K got 3.108000% of the wins with 3.133903% of the money.
L got 3.333500% of the wins with 3.418803% of the money.
M got 3.667000% of the wins with 3.703704% of the money.
N got 3.954400% of the wins with 3.988604% of the money.
O got 4.229700% of the wins with 4.273504% of the money.
P got 4.554900% of the wins with 4.558405% of the money.
Q got 4.813100% of the wins with 4.843305% of the money.
R got 5.146400% of the wins with 5.128205% of the money.
S got 5.400300% of the wins with 5.413105% of the money.
T got 5.720200% of the wins with 5.698006% of the money.
U got 6.039900% of the wins with 5.982906% of the money.
V got 6.336200% of the wins with 6.267806% of the money.
W got 6.610200% of the wins with 6.552707% of the money.
X got 7.018400% of the wins with 6.837607% of the money.
Y got 7.296000% of the wins with 7.122507% of the money.
Z got 7.616900% of the wins with 7.407407% of the money.

very cool simulation.  that started leveling out very quickly from just 2 accounts to 26.

[Cryddit]

And you're looking at a thread in which two different people have posted code.

Both the people made the same error.

And you have not yet said what that error is.  In fact you flatly refused to on several occasions.  The supposed error does not in fact exist. 

You were right when you said that the artificial situation of just two accounts exaggerated the effect; That doesn't mean there was an error -- the bias unquestionably exists. 

So I only have one question; why are you pretending to have a problem understanding this?

Already answered why ur model is incorrect.

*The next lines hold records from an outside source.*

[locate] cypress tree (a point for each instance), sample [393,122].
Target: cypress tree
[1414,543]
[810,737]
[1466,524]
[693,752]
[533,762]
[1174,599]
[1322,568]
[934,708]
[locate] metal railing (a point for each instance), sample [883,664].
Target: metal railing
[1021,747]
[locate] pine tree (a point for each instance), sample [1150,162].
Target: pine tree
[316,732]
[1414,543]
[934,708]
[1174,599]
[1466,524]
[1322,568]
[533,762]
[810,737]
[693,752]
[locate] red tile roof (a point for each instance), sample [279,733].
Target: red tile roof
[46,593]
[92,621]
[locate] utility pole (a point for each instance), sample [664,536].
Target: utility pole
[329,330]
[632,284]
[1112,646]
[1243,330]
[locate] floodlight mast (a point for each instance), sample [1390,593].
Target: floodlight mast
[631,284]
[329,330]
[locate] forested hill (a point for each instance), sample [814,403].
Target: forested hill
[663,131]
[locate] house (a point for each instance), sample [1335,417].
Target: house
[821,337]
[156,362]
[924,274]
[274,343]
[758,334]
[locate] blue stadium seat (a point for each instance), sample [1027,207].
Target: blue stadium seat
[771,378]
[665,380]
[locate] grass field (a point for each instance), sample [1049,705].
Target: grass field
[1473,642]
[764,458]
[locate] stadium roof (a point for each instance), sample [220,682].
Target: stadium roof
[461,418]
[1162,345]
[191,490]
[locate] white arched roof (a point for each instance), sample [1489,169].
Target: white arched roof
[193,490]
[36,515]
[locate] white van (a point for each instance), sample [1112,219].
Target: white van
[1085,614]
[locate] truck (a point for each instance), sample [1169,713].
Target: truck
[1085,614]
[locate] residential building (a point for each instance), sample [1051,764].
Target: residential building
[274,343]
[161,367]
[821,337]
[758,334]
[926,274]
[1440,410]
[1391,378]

Sorry, I'm not going to waste my time on every guy who does a logical error.

Nope, sorry.  Remember, You flatly refused to explain. You don't get to flatly refuse to explain, and then claim that you did. 

The model is correct; The only question is, does it matter?   And the answer given the broader simulation above is, probably not. With many accounts no one having more than a small fraction of the total money, the bias is very small.  But it definitely does exist.